Gabriel Schor, April 17, 2014 - 2:11 pm UTC

Hello Mr. Kyte,

I agreed with everything you said, but then, being so stubborn, i decided to give it another try. Here is what I came up with:


On the "production" side:

create table gs_my_objects as select * from dba_objects;

create table gs_my_tables as select * from dba_tables;

CREATE TABLE GS_MY_DATE
(MY_DATE  DATE);

Insert into GS_MY_DATE (MY_DATE)
 Values (TO_DATE('04/26/2014 00:00:00', 'MM/DD/YYYY HH24:MI:SS'));
COMMIT;

alter table gs_my_objects add constraint pk_gs_my_objects primary key (OBJECT_ID);

alter table gs_my_tables add constraint pk_gs_my_tables primary key (owner, table_name);

alter table gs_my_date add constraint pk_gs_my_date primary key (my_date);

create materialized view log on gs_my_objects with rowid;
create materialized view log on gs_my_tables with rowid;
create materialized view log on gs_my_date with rowid;

on the "replication" side:

drop MATERIALIZED VIEW gs_join;
create MATERIALIZED VIEW gs_join 
REFRESH FAST ON DEMAND
WITH PRIMARY KEY AS 
select o.owner, t.table_name, d.my_date,  o.rowid o_rowid, d.rowid d_rowid, t.rowid t_rowid
from rschema.gs_my_objects@mylink o,
rschema.gs_my_tables@mylink t,
rschema.gs_my_date@mylink d
where o.object_name=t.table_name
and t.last_analyzed > d.my_date - 30; 

begin
update rschema.gs_my_date@mylink d set my_date=my_date+1;
commit;
dbms_mview.refresh ('GS_JOIN','F');
end;

select count(*) from GS_JOIN;



the count results change as I execute the pl/sql more and more...

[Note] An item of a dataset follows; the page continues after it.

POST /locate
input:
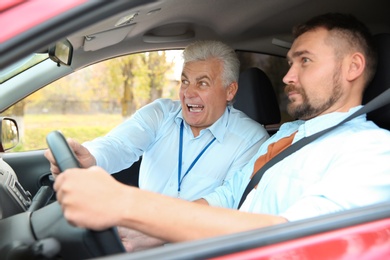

Is there something wrong with this that I don't see? Previously when I was trying this I had the two data tables on the "production" database and the date table on the "replication" database. But now that I have them all on one side it seems to work... unless there is something fundamentally wrong with what I did...

Thank you,
Tom Kyte
April 17, 2014 - 5:32 pm UTC

well, since you are not referencing SYSDATE, you are making this all table driven and it is a multi-table join - and we see the update you are artificially making and have logs for it and all...

no reference to sysdate (rownum, analytics, etc etc etc etc) and a properly formed query as a multi-table join, that follows all of the rules for a fast refresh, that is a different question.

it is not an automagic "just make it refresh on a schedule", it is a process you are going through.